If you have been reading the articles I’ve written about staying fit while aging, you probably think I am some sort of senior wonder woman. Well, fitness fanatic, anyway. I have to share that this is far from true and all it takes is to enroll in a yoga class with me to see how limited I am.
I simply cannot stretch very far. I am told that this is because of my running, but I have to think that there’s more to the story.

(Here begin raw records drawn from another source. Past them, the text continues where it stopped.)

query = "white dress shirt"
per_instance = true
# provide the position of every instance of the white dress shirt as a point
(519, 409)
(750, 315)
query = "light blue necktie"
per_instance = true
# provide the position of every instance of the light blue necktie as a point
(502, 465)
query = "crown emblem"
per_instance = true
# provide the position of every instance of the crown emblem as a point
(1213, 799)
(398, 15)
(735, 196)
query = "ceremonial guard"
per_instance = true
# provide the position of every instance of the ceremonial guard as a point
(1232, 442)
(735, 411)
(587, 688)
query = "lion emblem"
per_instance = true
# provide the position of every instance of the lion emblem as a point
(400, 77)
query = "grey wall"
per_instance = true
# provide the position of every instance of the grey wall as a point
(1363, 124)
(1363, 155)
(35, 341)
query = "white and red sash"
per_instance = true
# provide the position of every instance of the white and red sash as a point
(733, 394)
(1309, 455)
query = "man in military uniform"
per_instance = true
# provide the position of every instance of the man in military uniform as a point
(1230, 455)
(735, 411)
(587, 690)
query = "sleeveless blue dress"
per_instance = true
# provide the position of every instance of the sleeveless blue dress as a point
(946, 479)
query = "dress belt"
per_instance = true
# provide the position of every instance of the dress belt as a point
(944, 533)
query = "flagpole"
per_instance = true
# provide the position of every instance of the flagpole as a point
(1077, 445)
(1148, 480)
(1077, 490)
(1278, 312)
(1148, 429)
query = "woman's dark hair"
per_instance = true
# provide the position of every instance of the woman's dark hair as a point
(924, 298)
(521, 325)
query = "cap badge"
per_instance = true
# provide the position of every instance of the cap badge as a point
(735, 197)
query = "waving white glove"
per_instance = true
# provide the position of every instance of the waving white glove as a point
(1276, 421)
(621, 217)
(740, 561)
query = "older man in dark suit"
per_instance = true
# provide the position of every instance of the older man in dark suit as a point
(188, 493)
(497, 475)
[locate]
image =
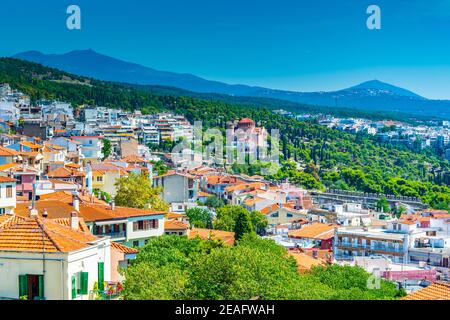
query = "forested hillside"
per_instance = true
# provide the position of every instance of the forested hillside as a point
(329, 157)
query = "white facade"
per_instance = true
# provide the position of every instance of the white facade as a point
(59, 269)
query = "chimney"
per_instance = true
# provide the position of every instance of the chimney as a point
(75, 201)
(33, 213)
(74, 222)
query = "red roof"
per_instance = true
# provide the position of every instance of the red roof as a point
(246, 121)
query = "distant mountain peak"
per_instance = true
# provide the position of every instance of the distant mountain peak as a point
(379, 85)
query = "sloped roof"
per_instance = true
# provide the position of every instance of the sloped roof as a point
(35, 234)
(208, 234)
(124, 249)
(175, 225)
(306, 262)
(436, 291)
(7, 179)
(65, 173)
(7, 220)
(133, 159)
(318, 231)
(98, 212)
(7, 152)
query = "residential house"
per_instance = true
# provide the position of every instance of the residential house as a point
(178, 187)
(91, 147)
(42, 259)
(316, 235)
(7, 195)
(120, 258)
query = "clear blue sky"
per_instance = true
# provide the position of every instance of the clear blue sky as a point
(299, 45)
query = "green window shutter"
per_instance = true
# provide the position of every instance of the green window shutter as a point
(84, 283)
(101, 276)
(23, 285)
(41, 286)
(74, 287)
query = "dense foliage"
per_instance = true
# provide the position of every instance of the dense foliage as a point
(172, 267)
(314, 156)
(239, 220)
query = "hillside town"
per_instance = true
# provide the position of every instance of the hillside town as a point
(431, 135)
(63, 237)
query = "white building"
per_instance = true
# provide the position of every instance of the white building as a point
(48, 259)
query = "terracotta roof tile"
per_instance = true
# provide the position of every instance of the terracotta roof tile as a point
(319, 231)
(226, 236)
(35, 234)
(124, 249)
(175, 225)
(436, 291)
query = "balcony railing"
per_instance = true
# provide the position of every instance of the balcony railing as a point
(113, 235)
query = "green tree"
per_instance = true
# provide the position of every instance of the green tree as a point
(214, 202)
(136, 191)
(243, 224)
(198, 217)
(383, 205)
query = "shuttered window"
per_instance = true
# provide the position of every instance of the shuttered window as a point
(41, 286)
(101, 276)
(74, 287)
(84, 283)
(23, 285)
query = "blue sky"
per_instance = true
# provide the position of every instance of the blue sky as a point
(298, 45)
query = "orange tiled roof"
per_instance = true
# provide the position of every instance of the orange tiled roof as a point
(98, 212)
(243, 186)
(65, 173)
(221, 180)
(306, 262)
(269, 209)
(174, 215)
(226, 236)
(35, 234)
(440, 215)
(6, 179)
(173, 172)
(72, 165)
(66, 197)
(175, 225)
(124, 249)
(319, 231)
(204, 194)
(253, 201)
(7, 166)
(133, 159)
(7, 152)
(7, 220)
(31, 145)
(436, 291)
(55, 209)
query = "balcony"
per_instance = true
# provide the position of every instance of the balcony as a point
(369, 247)
(113, 235)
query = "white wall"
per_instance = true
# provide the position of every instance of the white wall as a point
(59, 270)
(7, 202)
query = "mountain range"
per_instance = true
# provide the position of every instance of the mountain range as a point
(372, 95)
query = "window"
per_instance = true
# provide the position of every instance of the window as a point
(143, 225)
(31, 287)
(9, 193)
(79, 284)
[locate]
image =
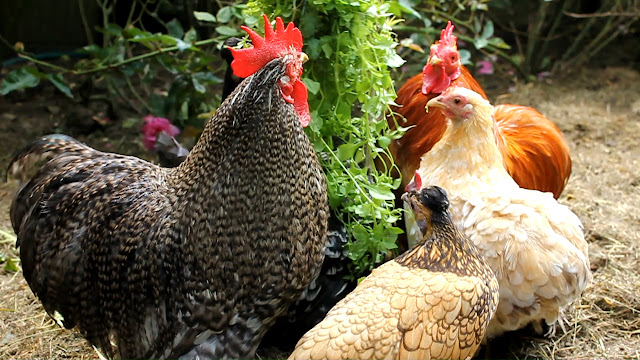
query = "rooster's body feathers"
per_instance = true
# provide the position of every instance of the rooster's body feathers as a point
(193, 262)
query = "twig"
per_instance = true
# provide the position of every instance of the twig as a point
(85, 23)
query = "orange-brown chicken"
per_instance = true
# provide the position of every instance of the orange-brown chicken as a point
(435, 301)
(534, 150)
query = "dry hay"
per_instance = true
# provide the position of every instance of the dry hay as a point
(599, 113)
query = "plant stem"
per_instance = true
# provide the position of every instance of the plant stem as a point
(85, 23)
(346, 171)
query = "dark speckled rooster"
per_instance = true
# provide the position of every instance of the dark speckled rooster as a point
(192, 262)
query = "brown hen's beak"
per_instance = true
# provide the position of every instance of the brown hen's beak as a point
(436, 102)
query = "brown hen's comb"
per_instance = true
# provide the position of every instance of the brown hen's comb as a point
(446, 36)
(415, 184)
(274, 44)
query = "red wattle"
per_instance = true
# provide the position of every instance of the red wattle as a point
(300, 103)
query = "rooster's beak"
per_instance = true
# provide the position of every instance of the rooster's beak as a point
(436, 102)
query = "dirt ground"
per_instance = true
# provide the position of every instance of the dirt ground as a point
(597, 109)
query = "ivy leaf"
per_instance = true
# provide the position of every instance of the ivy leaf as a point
(381, 193)
(190, 36)
(175, 29)
(204, 16)
(346, 151)
(224, 15)
(312, 86)
(10, 265)
(395, 61)
(19, 79)
(227, 31)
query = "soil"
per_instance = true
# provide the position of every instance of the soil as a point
(598, 110)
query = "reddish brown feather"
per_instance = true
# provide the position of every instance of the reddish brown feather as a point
(535, 152)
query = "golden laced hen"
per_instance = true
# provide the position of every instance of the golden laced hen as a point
(535, 246)
(432, 302)
(193, 262)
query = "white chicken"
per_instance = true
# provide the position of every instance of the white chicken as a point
(535, 245)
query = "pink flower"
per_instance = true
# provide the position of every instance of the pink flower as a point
(152, 127)
(485, 67)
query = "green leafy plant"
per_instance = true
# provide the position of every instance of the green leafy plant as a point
(9, 259)
(351, 47)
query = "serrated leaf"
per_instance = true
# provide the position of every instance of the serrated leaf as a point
(182, 46)
(190, 36)
(10, 265)
(174, 28)
(227, 31)
(312, 86)
(384, 141)
(19, 79)
(224, 15)
(346, 151)
(204, 16)
(380, 193)
(395, 61)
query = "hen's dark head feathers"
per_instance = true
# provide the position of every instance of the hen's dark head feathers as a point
(435, 199)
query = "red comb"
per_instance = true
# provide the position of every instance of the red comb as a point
(274, 44)
(415, 184)
(446, 36)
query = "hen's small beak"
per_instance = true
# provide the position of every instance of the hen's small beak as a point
(436, 102)
(303, 57)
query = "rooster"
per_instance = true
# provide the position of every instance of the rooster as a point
(534, 150)
(192, 262)
(535, 246)
(434, 301)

When I was a child, my mother was into yoga. We had to stand on our heads at least one half hour per day. There were six of us children. We had to sit in the lotus position to study — a pretzel formation for your legs. We had a head-standing device so we could read upside down. That way all the information would flow to the brain. My brother could actually stand on his head and go into the lotus position. We have a family portrait, taken by an uncle, of all of us upside down.
This is what happens to military wives stationed alone with just their children in remote outposts for long periods of time. We were in the Far East, yoga country. Those were the days of the cocktail party where the children were sometimes trotted out to demonstrate a new yoga move. One of us would stumble out of bed and show drunk adults our latest auspicious pose.
As an adult, I just have never given yoga enough of a chance. We once hired a yoga instructor here at the agency during a local hospital’s Move and Improve fitness campaign. I don’t think my staff stopped laughing for a week when they realized I could not follow directions, did not know my right side from my left and could not do any of the stretches without writhing in agony. Even the heftiest, most unfit of our employees could achieve a better downward-facing dog pose than I could.
My aging friends have found many life improvements from yoga, such as relief from back pain, stress reduction and even relief from persistent gas. I feel the need to become more accepting of the value of yoga because it benefits many older people. And it probably will help me relax and really become a senior wonder woman.
Noelle Merrill is the executive director of the Eastern Area Agency on Aging in Bangor.